/gh_llm_loader

clone GitHub repositories and prepare their data for ingestion for LLMs.

Primary LanguagePythonOtherNOASSERTION

gh_llm_loader

gh_llm_loader is a package designed to clone GitHub repositories and prepare their data for ingestion for LLMs.

Features

  • Prepare Repository Data: Compiles the contents of repositories into a single, clean file by excluding specified folders and files, or including only specified folders and files. This streamlined format is more accessible for LLM ingestion.
  • Flexible File Filtering: Filter files based on extensions, filenames, or custom functions for maximum control over the included content.
  • CLI and Library Integration: Flexibility for various use cases and workflows.

Installation

To install gh_llm_loader, make sure you have Python installed on your system, then run the following command:

git clone https://github.com/mewmix/gh_llm_loader
cd gh_llm_loader
pip install .

Prerequisites:

  • Python 3.6 or newer
  • Git installed on your system

Usage

Library Usage

gh_llm_loader can be easily integrated into Python scripts. Here's an example of how to use it:

from gh_llm_loader import clone_and_prepare_repo

# Define the GitHub repository URL
git_url = "https://github.com/yourusername/yourrepository.git"

# Clone and prepare the repository, specifying folders and files to ignore or include
clone_and_prepare_repo(git_url, ignored_folders={'node_modules', '.git'}, ignored_files={'README.md'}, included_folders={'.teamcity'}, file_filter=lambda f: f.endswith('.xml'))

This function will clone the specified GitHub repository and prepare its data by compiling the files into a single file, excluding any folders or files specified, and including only the specified folders and files that match the filter criteria.

If you wish to simply curate a non github folder with the same methods the core function is available for import and use-

import os
from gh_llm_loader import compile_files_to_single_file

# Specify the path to your project directory
source_path = "/path/to/your/project"

# Define the name for the output file
output_filename = "project_compiled.txt"

# Specify any folders or files you want to ignore during compilation
ignored_folders = {'node_modules', '.git', 'build'}
ignored_files = {'README.md', 'LICENSE'}

# Compile the project files into a single file
compile_files_to_single_file(source_path, output_filename, ignored_folders, ignored_files)

print(f"Compilation complete. The output is saved in {output_filename}")

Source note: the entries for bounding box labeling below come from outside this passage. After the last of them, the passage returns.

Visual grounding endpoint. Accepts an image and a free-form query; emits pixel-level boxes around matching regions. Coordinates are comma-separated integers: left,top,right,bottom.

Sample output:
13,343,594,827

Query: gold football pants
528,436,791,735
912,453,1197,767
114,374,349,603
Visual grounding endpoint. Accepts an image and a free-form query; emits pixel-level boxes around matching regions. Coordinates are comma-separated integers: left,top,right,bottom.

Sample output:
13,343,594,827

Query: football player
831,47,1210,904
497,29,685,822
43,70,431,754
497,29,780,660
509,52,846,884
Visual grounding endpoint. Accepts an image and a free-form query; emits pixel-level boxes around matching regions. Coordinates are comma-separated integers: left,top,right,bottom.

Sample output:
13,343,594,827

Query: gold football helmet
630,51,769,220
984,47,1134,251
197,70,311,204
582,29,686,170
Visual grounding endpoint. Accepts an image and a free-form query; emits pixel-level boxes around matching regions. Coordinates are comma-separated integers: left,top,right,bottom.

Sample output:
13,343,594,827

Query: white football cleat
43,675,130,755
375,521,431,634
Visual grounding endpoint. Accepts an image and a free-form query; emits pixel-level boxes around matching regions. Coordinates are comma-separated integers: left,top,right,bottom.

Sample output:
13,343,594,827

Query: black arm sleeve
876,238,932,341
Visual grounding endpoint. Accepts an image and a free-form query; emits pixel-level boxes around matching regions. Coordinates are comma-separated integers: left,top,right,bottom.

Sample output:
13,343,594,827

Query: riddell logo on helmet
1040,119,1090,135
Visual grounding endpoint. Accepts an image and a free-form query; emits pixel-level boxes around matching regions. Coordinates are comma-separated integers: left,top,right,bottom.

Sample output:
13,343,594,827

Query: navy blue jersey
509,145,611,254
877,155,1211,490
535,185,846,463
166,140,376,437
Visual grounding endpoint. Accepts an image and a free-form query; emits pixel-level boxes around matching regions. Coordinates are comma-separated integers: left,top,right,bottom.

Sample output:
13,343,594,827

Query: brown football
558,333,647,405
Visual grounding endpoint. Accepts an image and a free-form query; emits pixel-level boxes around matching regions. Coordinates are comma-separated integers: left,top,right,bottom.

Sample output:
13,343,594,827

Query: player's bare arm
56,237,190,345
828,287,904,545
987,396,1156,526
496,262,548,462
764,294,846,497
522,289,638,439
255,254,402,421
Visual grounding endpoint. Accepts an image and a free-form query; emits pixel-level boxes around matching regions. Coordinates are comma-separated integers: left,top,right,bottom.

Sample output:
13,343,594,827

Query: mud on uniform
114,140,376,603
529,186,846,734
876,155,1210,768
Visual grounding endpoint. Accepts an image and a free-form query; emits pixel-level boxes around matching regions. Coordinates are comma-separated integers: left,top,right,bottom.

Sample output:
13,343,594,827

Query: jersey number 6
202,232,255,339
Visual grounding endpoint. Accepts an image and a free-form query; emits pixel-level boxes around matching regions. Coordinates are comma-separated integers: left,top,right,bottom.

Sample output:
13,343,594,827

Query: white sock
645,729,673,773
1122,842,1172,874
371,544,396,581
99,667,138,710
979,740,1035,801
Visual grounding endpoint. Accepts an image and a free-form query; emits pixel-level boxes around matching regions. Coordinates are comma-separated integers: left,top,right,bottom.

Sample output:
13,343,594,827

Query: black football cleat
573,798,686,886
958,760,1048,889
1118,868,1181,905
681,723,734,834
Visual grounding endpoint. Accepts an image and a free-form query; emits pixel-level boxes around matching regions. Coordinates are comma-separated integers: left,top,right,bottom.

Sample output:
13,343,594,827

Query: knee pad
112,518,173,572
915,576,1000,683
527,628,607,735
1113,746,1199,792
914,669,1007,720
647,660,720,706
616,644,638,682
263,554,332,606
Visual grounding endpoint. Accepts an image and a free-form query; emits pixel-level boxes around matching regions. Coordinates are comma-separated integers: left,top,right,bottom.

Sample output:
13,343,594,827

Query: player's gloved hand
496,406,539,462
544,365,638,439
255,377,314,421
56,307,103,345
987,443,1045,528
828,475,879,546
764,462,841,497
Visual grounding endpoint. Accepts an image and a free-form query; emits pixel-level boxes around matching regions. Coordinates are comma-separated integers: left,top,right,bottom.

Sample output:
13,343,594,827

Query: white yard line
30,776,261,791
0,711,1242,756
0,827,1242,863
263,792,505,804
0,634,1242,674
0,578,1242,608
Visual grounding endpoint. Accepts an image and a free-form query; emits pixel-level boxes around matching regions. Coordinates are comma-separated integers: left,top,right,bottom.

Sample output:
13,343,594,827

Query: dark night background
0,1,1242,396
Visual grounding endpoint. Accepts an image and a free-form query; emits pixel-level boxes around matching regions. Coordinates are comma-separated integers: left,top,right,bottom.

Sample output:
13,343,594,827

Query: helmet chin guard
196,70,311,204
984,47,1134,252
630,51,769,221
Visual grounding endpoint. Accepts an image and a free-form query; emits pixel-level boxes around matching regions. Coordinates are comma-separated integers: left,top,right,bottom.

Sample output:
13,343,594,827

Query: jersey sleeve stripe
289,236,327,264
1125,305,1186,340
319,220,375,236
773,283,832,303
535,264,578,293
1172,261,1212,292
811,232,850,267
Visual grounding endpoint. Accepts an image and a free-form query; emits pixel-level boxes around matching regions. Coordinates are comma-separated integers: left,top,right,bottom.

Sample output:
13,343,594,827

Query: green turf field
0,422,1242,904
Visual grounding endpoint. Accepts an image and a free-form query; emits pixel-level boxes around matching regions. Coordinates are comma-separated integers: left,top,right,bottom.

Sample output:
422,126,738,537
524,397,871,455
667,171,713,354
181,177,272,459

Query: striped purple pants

If you wish to simply curate a non github folder with the same methods the core function is available for import and use-

import os
from gh_llm_loader import compile_files_to_single_file

# Specify the path to your project directory
source_path = "/path/to/your/project"

# Define the name for the output file
output_filename = "project_compiled.txt"

# Specify any folders or files you want to ignore during compilation
ignored_folders = {'node_modules', '.git', 'build'}
ignored_files = {'README.md', 'LICENSE'}

# Compile the project files into a single file
compile_files_to_single_file(source_path, output_filename, ignored_folders, ignored_files)

print(f"Compilation complete. The output is saved in {output_filename}")

Command-Line Interface (CLI)

For those preferring to use the command line, here are some examples:

a) Only use local folders, not Github

gh-llm-loader --base-dir test 

b) Include only Python files (with github):

gh-llm-loader --git-url https://github.com/psf/requests --file-filter "lambda f: f.endswith('.py')"

c) Include only Markdown and text files (with github):

gh-llm-loader --git-url https://github.com/tensorflow/models --file-filter "lambda f: f.endswith('.md') or f.endswith('.txt')"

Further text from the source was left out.